I've been a vegetarian for 9 years now, so I was starting to feel like a real hypocrite after repeating these words to my sons throughout my first year as their stepmom (esp. since they knew I was vegetarian because I didn't want to eat animals).

My husband and I ate vegetarian when we didn't have the two boys.  But we had gotten into a rut of pasta or chicken nuggets during the nights we had them - we wanted to get them eating better and trying new foods (it was always an ordeal whenever we had them try a new food).   We also wanted to get everyone eating vegetarian at home, but we were concerned about how to ensure our youngest son got the protein and nutrients he needed since he has Milk Soy Protein Intolerance (MSPI).  We had searched the internet for vegetarian and MSPI without much luck, so we weren't sure exactly how to do kid-friendly vegetarian meals that adhered to the MSPI diet.

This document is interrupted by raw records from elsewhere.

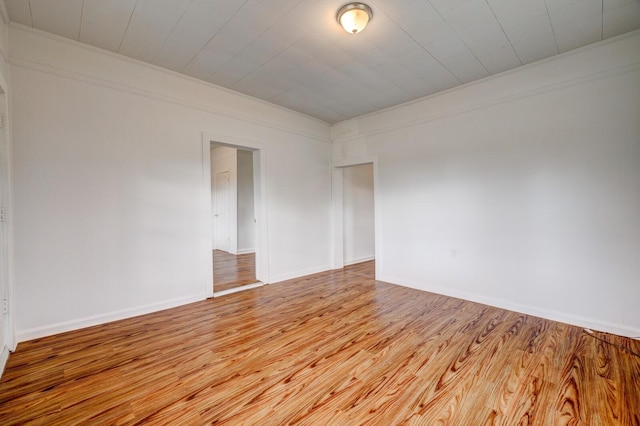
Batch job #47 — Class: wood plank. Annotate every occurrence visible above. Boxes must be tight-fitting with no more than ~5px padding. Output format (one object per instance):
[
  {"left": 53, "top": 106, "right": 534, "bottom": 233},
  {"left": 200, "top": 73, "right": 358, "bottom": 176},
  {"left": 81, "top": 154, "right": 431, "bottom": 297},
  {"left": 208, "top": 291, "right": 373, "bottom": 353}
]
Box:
[
  {"left": 0, "top": 262, "right": 640, "bottom": 426},
  {"left": 213, "top": 250, "right": 258, "bottom": 291}
]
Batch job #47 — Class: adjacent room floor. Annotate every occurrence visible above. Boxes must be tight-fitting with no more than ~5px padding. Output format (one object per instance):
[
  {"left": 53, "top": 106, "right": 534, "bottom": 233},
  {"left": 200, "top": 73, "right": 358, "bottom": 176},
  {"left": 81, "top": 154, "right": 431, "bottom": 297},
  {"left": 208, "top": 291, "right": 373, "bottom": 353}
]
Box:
[
  {"left": 213, "top": 250, "right": 258, "bottom": 292},
  {"left": 0, "top": 262, "right": 640, "bottom": 426}
]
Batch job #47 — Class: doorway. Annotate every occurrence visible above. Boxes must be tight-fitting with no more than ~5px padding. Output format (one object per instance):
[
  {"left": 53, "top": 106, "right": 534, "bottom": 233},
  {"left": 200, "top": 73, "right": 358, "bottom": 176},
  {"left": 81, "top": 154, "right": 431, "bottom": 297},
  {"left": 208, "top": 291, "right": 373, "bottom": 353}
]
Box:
[
  {"left": 332, "top": 157, "right": 380, "bottom": 279},
  {"left": 209, "top": 142, "right": 263, "bottom": 297},
  {"left": 342, "top": 163, "right": 375, "bottom": 278}
]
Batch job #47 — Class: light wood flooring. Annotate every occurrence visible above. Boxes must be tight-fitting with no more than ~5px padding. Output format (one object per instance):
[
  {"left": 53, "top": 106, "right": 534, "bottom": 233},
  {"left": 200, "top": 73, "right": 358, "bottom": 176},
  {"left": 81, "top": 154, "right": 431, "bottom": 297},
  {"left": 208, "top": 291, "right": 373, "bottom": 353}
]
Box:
[
  {"left": 0, "top": 262, "right": 640, "bottom": 426},
  {"left": 213, "top": 250, "right": 258, "bottom": 291}
]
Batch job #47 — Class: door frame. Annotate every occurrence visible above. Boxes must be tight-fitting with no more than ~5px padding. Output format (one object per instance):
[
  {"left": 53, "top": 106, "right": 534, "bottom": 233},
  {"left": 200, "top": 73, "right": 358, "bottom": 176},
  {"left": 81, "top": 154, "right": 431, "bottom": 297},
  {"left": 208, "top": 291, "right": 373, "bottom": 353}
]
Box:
[
  {"left": 331, "top": 156, "right": 382, "bottom": 277},
  {"left": 211, "top": 169, "right": 231, "bottom": 252},
  {"left": 202, "top": 132, "right": 269, "bottom": 297},
  {"left": 0, "top": 73, "right": 17, "bottom": 370}
]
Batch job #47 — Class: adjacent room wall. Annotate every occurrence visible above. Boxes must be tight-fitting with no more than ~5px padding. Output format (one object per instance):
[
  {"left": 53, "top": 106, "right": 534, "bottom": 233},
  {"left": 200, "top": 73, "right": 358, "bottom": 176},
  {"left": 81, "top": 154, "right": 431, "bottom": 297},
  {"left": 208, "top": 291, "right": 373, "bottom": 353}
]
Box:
[
  {"left": 211, "top": 146, "right": 238, "bottom": 254},
  {"left": 10, "top": 26, "right": 331, "bottom": 340},
  {"left": 237, "top": 149, "right": 256, "bottom": 254},
  {"left": 342, "top": 164, "right": 375, "bottom": 265},
  {"left": 332, "top": 32, "right": 640, "bottom": 336}
]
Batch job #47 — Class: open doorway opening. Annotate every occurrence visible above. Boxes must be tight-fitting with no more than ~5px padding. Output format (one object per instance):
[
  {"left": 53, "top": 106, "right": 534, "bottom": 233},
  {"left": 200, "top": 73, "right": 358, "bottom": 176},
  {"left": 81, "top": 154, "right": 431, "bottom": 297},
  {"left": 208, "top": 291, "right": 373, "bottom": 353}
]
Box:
[
  {"left": 209, "top": 142, "right": 262, "bottom": 296},
  {"left": 342, "top": 163, "right": 375, "bottom": 278}
]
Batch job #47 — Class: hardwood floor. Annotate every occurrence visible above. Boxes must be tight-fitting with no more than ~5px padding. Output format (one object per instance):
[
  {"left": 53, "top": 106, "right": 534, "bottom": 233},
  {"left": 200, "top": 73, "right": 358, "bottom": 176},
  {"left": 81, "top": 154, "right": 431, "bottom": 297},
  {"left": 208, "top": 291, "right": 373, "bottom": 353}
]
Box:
[
  {"left": 0, "top": 262, "right": 640, "bottom": 426},
  {"left": 213, "top": 250, "right": 258, "bottom": 291}
]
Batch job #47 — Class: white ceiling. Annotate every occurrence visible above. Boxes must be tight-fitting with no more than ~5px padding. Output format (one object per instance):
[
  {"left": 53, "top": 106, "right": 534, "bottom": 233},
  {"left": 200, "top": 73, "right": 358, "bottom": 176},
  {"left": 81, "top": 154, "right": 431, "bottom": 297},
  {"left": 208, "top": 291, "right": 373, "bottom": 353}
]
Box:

But with the new year, we made a goal to all eat vegetarian at home and to have the boys try at least one new food per week.  We're also working on ensuring we all eat healthy in general.  For the most part, the goals have been going really well - we've added some new staples to our diet and found that eating vegetarian with MSPI is actually a lot easier than it looks.  And, that's the reason for this blog - my hope is that other parents who want to continue being vegetarians but have a child with MSPI don't come up empty-handed when they search for advice on products and recipes for their family.